Ich bin kein Jurist, und dieser Artikel stellt keine Rechtsberatung dar. Ich bin Marketer und muss Kampagnen so gestalten, dass ihre Datenflüsse einem Kunden, einem Nutzer und einer für den Datenschutz verantwortlichen Person erklärt werden können. Wenn eine Situation strittig ist, sensible Daten oder umfangreiches Profiling betrifft oder ein hohes Risiko für Menschen besteht, ziehen Sie einen Juristen oder Datenschutzbeauftragten hinzu.
Das größte Missverständnis besteht darin, dass DSGVO gleichbedeutend mit Einwilligung sei. Die Einwilligung ist nur eine von mehreren Rechtsgrundlagen. Für jeden Zweck frage ich zuerst: Was genau tun wir, mit welchen Daten, warum, wie lange, an wen geben wir sie weiter und was kann eine Person vernünftigerweise erwarten?
Fünf Schritte vor jeder Marketingfunktion
- Zweck: Bearbeiten einer Anfrage, Versand eines Newsletters, Messung des Traffics und Remarketing getrennt behandeln.
- Daten: nur erheben, was der Zweck erfordert.
- Regel: die Rechtsgrundlage der DSGVO und die besondere Regel für den jeweiligen Kanal bestimmen, etwa für kommerzielle Kommunikation oder Cookies.
- Information: der Person klar mitteilen, wer was warum und an wen übermittelt, wie lange die Daten gespeichert werden und welche Rechte sie hat.
- Abläufe: Nachweise, Sicherheit, Löschung, Widerspruch, Widerruf und Dienstleisterverwaltung einrichten.
Die grundlegenden Prinzipien und Rechtsgrundlagen finden sich in den Artikeln 5 und 6 der Datenschutz-Grundverordnung.

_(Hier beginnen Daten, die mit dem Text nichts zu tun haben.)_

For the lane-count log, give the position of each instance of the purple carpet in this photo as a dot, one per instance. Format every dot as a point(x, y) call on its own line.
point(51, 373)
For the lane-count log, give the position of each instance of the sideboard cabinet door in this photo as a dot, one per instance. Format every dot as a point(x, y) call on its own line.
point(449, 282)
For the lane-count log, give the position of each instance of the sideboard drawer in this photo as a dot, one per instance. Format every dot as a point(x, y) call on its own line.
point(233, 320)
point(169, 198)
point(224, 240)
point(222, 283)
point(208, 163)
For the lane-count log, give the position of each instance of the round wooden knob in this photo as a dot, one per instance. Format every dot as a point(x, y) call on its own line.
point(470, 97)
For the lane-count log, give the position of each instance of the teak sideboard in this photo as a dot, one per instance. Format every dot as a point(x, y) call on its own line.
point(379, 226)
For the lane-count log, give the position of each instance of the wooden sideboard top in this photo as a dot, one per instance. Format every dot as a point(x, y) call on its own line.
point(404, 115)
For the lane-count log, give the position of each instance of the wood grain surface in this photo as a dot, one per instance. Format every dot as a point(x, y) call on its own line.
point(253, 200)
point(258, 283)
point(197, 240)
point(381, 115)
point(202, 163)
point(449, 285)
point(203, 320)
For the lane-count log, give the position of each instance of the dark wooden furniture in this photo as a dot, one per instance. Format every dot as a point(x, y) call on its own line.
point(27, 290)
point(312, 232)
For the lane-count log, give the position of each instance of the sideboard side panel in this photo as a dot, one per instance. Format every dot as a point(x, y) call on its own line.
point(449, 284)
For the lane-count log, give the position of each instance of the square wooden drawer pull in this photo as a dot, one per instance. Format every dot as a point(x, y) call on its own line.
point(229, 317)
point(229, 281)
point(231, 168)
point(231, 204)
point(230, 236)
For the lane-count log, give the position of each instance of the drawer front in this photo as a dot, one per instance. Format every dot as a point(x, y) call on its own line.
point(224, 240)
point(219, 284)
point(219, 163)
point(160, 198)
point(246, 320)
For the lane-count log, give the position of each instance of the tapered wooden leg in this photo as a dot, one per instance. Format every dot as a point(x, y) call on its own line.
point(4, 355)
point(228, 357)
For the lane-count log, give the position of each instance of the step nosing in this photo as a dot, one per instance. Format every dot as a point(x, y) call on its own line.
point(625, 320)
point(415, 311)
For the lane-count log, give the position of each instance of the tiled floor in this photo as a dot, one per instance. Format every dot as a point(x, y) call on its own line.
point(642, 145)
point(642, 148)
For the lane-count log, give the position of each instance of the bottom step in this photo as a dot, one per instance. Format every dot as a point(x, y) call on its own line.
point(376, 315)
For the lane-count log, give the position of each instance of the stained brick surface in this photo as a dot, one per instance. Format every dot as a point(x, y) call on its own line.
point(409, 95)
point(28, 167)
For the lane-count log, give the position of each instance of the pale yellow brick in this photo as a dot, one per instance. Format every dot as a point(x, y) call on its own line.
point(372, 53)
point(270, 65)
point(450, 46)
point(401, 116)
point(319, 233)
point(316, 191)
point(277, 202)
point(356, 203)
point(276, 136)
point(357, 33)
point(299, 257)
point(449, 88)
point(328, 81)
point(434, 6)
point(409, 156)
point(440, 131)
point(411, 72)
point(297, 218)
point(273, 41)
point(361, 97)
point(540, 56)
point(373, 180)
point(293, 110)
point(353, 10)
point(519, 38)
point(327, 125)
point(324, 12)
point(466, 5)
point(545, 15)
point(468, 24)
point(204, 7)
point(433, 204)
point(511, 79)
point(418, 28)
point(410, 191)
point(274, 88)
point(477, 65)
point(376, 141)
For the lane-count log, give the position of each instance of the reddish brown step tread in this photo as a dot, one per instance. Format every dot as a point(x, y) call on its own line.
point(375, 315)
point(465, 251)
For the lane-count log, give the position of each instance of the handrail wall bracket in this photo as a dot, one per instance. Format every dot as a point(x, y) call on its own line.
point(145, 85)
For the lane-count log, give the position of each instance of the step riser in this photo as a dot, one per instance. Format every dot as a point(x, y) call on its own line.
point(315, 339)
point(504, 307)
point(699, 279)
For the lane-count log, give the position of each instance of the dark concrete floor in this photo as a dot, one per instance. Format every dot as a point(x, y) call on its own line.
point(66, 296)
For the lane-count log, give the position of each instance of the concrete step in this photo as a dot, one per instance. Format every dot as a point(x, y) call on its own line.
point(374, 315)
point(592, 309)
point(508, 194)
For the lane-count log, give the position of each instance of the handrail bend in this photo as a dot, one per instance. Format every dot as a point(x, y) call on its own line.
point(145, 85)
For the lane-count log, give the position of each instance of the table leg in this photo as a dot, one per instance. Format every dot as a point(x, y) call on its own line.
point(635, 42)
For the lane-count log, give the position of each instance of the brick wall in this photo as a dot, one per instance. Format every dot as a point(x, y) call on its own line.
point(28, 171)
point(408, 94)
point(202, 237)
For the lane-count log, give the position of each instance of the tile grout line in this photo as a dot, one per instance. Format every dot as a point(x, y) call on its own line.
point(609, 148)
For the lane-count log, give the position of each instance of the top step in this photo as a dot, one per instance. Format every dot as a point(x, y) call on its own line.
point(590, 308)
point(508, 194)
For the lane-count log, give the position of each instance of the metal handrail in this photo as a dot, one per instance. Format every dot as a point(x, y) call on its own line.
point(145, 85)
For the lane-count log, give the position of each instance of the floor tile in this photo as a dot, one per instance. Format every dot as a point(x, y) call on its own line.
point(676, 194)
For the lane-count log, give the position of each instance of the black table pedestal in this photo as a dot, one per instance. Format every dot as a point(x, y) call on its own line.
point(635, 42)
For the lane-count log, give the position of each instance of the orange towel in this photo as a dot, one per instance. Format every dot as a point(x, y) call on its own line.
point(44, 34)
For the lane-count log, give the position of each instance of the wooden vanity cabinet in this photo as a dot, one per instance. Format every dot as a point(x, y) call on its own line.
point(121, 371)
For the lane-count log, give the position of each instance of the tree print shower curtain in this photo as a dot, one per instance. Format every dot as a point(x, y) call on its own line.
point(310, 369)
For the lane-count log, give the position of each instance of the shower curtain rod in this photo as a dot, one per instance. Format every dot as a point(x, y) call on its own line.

Dazu gehören Rechtmäßigkeit, Fairness, Transparenz, Zweckbindung, Datenminimierung, Richtigkeit, Speicherbegrenzung und Sicherheit.
Einwilligung muss eine echte Wahl sein
Die Einwilligung muss freiwillig, spezifisch, informiert und eindeutig sein. Ein vorausgefülltes Kästchen oder Schweigen reicht nicht aus. Vermischen Sie nicht verschiedene Zwecke in einem vagen Satz, und der Widerruf darf nicht schwieriger sein als die Erteilung der Einwilligung. Der Europäische Datenschutzausschuss erläutert die Bedingungen und Beispiele in seinen Leitlinien 05/2020 zur Einwilligung.
Bei einem Formular sollten Sie den Wortlaut der Einwilligung, den Zeitpunkt, die Quelle und die Version dokumentieren. Double-Opt-in hilft dabei, eine Adresse zu verifizieren und die Anmeldung zu dokumentieren, repariert jedoch keine vage oder erzwungene Einwilligung.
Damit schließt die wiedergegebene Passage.